You see, they forget why they started down this road in the first place. They forget the lessons that reinforced their decision to teach. They forget that it is not “they” who are most important. The most important people in their lives must be those to whom they dedicate themselves as educators: Their student.

The Martial Arts requires focus. It requires staying positive in the wake of great adversity. It also requires attention to detail. That those you teach remain the focus of your training. Personal accolades do not matter. Excuses for lacking fidelity to your craft, or those that got you there, will never sustain the satisfaction that comes from watching those that you have trained successfully. What matters most is something within you that reaches beyond the norm. For one in a thousand will make that Black Belt rank. One in ten thousand will advance to Mastery. And one in one-hundred thousand will figure out that success comes from assisting others — and your rewards come without asking.

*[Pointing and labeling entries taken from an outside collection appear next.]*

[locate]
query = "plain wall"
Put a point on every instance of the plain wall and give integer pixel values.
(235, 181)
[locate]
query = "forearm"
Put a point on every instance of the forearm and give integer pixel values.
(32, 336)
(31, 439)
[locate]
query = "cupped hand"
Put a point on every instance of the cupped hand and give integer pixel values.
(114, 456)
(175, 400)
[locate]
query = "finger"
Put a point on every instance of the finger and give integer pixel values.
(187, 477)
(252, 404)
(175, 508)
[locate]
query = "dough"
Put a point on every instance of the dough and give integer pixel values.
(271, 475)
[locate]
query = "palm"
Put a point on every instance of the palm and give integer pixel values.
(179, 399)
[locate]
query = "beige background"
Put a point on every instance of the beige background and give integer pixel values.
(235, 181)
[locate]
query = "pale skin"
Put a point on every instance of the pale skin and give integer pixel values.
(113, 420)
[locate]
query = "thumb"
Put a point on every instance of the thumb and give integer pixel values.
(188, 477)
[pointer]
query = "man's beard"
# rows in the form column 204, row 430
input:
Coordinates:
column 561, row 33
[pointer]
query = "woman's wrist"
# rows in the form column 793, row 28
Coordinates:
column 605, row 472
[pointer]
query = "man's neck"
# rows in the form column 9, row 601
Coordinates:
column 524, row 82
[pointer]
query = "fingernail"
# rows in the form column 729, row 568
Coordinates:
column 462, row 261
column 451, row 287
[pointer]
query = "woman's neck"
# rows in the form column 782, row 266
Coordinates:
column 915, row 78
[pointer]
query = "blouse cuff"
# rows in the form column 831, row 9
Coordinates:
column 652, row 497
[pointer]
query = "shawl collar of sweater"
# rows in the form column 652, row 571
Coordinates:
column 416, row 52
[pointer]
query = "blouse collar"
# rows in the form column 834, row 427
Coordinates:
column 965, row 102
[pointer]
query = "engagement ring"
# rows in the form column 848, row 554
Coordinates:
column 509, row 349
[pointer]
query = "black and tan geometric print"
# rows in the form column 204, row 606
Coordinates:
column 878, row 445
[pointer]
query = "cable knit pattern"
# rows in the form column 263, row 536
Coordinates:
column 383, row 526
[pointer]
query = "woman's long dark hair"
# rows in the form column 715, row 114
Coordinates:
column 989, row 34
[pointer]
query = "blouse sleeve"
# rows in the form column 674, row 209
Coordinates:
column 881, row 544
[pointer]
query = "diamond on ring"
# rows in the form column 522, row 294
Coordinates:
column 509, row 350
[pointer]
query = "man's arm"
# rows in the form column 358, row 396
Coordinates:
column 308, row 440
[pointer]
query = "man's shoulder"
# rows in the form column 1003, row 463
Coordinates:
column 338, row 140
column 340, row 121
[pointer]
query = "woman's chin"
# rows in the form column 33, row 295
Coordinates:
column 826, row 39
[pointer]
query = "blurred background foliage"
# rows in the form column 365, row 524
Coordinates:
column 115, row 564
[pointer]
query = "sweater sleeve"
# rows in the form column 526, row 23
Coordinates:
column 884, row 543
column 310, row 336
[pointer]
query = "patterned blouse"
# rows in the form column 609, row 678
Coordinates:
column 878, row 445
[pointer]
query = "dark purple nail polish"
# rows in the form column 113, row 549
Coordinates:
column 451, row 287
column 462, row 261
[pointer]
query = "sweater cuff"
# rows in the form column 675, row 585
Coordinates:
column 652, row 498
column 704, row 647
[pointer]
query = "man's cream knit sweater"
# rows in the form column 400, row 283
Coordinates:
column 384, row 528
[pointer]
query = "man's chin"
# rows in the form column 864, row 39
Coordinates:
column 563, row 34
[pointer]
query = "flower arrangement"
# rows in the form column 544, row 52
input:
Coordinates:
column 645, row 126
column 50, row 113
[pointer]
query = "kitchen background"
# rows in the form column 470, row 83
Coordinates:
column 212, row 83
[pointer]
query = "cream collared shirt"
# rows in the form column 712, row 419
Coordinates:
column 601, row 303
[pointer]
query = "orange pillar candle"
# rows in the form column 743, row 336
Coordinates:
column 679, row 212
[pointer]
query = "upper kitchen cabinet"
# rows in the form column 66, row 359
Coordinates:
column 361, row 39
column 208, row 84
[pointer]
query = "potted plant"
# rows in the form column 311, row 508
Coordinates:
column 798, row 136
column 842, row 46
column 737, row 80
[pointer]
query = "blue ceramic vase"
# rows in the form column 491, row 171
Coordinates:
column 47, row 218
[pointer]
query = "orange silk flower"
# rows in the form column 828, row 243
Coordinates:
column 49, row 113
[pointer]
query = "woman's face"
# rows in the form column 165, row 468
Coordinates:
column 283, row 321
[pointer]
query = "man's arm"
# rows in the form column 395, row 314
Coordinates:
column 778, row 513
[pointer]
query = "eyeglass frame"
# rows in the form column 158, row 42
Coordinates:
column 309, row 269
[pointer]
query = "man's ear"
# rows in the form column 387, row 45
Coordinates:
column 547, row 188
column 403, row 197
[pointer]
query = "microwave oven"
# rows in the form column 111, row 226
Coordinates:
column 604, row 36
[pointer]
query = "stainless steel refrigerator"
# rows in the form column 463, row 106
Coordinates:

Those who embraced the American Song Moo Kwan Association and the tenets I established thereunder have demonstrated a prowess not achieved by other schools when training and demonstrating here and abroad. We have the distinction of returning the pride of Song Moo Kwan training back to Korea. And, for a time, we waited for the next great evolutionary expanse.

Other organizations came to be similarly named. But the mantle was not passed on. In January, the knowledge of what comes next will be unveiled. We, who are faithful, will stand and lead.